菊山 正隆
   Department   School of Medicine(Tokyo Women's Medical University Hospital), School of Medicine
   Position   Associate Professor (Fixed Term)
Article types Original article
Language English
Peer review Non peer reviewed
Title Focal pancreatic parenchyma atrophy is a harbinger of pancreatic cancer and a clue to the intraductal spreading subtype.
Journal Formal name:Pancreatology : official journal of the International Association of Pancreatology (IAP) ... [et al.]
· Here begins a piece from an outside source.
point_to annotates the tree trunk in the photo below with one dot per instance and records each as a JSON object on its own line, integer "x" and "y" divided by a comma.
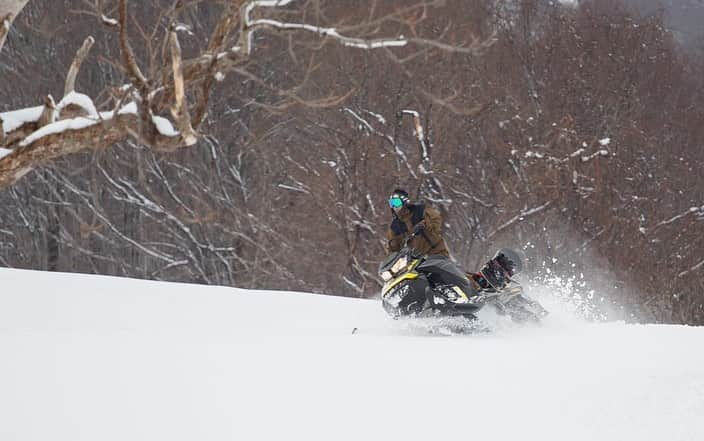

Abbreviation:Pancreatology
ISSN code:14243911/14243903
Domestic / ForeginForegin
Volume, Issue, Page 22(8),pp.1148-1158
Author and coauthor NAKAHIDO Jun, KIKUYAMA Masataka, FUKUMURA Yuki, HORIGUCHI Shin-Ichiro, CHIBA Kazuro, TABATA Hiroki, SUZUKI Mizuka, KAMISAWA Terumi
Publication date 2022/12
Summary BACKGROUND/OBJECTIVES:Radiological evidence of focal pancreatic parenchymal atrophy (FPPA) may presage early pancreatic ductal adenocarcinoma (PDAC) development. We aimed to clarify the incidence of FPPA and the clinicopathological features of PDAC with FPPA before diagnosis.METHODS:Data on endoscopic ultrasound-guided fine-needle biopsies and surgical samples from 170 patients with pancreatic cancer histologically diagnosed between 2014 and 2019 were extracted from the pathology database of Komagome Hospital and Juntendo University hospital and retrospectively evaluated together with 51 patients without PDAC.RESULTS:FPPA was identified in 47/170 (28%) patients before PDAC diagnosis and in 2/51 (4%) patients in the control group (P < 0.01). The median duration from FPPA detection to diagnosis was 35 (interquartile range [IQR]:16-63) months. In 24/47 (51%) patients with FPPA, the atrophic area resolved. The lesion was in the head and body/tail in 7/40 and 67/56 of the patients with (n = 47) and without FPPA (n = 123), respectively (P < 0.001). Histopathologically confirmed non-invasive lesions in the main pancreatic duct and a positive surgical margin in the resected specimens occurred in 53% vs. 21% (P = 0.078) and 29% vs. 3% (P = 0.001) of the groups, respectively. The PDAC patients with FPPA accompanied by a malignant pancreatic resection margin had high-grade pancreatic intraepithelial neoplasia.CONCLUSIONS:FPPA occurred in 28% of the PDAC group at 35 months prediagnosis. The FPPA area resolved before PDAC onset. Benchmarking previous images of the pancreas with the focus on FPPA may enable prediction of PDAC. PDAC with FPPA involves widespread high-grade pancreatic intraepithelial neoplasia requiring a wide surgical margin for surgical excision.